Sutton was drafted first by the Rockies in the 38th round of the 2002 draft, but did not sign until drafted out of Baylor University by the Astros in the 15th round of the 2004 draft. In what could be an interesting twist of fate, Sutton was the player to be named later in a trade for Jeff Keppinger in 2009 -- Keppinger being a player the Braves are looking at signing as a possible infield utility player.

Sutton spent much of last season on the Red Sox 25-man roster, but was sacrificed to the minors to make room on the roster when the Sox acquired Erik Bedard at the July 31st trade deadline. The very next day while taking ground balls before a game at triple-A, Sutton dislocated his finger, which ultimately required surgery and caused him to miss a month. The Sox never recalled him, and let him go after the season. The Braves signed him to a minor league deal with an invite to spring training.

When I started to study Sutton's minor league stats in depth I noticed that at no level for whatever length of time, no matter what he batted, Sutton never had an on-base percentage below .351 -- whether it was for five games at triple-A in 2009 or 43 games in his first taste of high-A in 2005. In eight minor league season he has a .378 career on-base percentage.

The Majors haven't been as kind to Sutton, only a .322 OBP in parts of three seasons, but he's gotten better each year (.297, .310, .362 from '09 to '11). With a decent amount of Major League service time now under his belt, Sutton is primed to build upon his success in Boston last year.

As a defensive player he can hold his own at every infield position, as well as the outfield corners. He's best at third base, and probably worst at shortstop, where he should only play in an emergency. He brings a touch of speed, good gap power, but most of all he brings a steady-yet-unspectacular approach to the plate.

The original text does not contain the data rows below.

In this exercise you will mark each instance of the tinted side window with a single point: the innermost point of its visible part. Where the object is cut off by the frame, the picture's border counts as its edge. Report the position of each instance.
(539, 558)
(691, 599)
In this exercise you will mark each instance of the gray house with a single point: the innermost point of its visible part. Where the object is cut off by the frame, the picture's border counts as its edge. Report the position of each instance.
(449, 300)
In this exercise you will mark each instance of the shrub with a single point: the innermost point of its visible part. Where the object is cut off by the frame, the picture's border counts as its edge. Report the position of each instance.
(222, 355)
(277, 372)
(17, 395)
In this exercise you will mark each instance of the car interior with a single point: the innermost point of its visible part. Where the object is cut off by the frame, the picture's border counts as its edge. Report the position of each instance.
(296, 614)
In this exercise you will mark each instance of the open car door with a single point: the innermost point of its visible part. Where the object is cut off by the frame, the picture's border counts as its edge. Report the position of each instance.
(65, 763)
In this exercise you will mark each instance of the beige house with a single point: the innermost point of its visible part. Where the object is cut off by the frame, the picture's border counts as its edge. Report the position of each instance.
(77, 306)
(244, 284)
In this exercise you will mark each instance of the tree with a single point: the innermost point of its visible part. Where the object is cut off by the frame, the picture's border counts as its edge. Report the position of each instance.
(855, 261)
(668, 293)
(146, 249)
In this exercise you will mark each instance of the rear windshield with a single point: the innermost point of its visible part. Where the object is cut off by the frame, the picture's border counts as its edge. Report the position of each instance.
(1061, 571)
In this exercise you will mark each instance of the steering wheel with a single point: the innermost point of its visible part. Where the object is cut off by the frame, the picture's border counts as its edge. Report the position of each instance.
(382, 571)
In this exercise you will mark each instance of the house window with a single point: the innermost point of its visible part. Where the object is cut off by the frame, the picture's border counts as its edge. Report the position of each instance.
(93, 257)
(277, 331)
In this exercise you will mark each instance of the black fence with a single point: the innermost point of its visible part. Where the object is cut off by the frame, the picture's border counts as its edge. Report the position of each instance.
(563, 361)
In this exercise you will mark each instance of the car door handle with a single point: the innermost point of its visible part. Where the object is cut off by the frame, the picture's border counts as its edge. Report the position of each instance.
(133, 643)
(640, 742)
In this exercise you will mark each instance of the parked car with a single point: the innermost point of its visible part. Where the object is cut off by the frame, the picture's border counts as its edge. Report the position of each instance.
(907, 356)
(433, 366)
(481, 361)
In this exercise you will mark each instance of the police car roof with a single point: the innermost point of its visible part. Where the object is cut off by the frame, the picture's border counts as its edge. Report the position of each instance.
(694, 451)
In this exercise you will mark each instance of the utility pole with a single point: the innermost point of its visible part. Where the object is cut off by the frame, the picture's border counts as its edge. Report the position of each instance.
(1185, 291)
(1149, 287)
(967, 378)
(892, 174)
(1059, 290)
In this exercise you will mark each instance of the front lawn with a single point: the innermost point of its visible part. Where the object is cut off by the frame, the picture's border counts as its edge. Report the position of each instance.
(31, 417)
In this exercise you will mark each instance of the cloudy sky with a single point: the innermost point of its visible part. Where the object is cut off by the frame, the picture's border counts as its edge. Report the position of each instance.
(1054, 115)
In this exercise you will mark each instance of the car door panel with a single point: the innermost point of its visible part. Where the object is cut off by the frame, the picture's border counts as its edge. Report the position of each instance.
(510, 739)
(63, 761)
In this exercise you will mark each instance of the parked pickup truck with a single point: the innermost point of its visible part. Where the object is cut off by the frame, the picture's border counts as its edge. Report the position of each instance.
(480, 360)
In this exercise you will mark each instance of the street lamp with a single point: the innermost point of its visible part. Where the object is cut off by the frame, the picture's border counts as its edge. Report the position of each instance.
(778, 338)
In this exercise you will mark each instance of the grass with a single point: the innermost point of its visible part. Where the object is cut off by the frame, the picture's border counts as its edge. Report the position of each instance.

There's no telling if that approach will find success in a pinch hitting role. Last year in the American League, Sutton only had six pinch-hit opportunities. He did pinch-hit in 26 games with the Reds in 2009, hitting just .182. Since then he seems to have grown as a hitter, so one would hope for better results if given that many opportunities this year.

And those opportunities might be a reality in Atlanta. With little competition so far for one of what will likely be two utility infield spots on the roster, Sutton's success as a starter should bode well for him when he gets opportunities to start in spring training. His versatility in the infield should earn him a backup role in Atlanta fairly easily if he shows some hitting ability in Orlando.

At this point in the off-season I see Sutton as being a pretty sure thing to open the season with Atlanta. If the Braves get lucky they could find themselves a good utility infielder for the next few years, as Sutton seems to be a bit of a late bloomer. His patient approach at the plate should serve him well, and it's definitely something the Braves could use.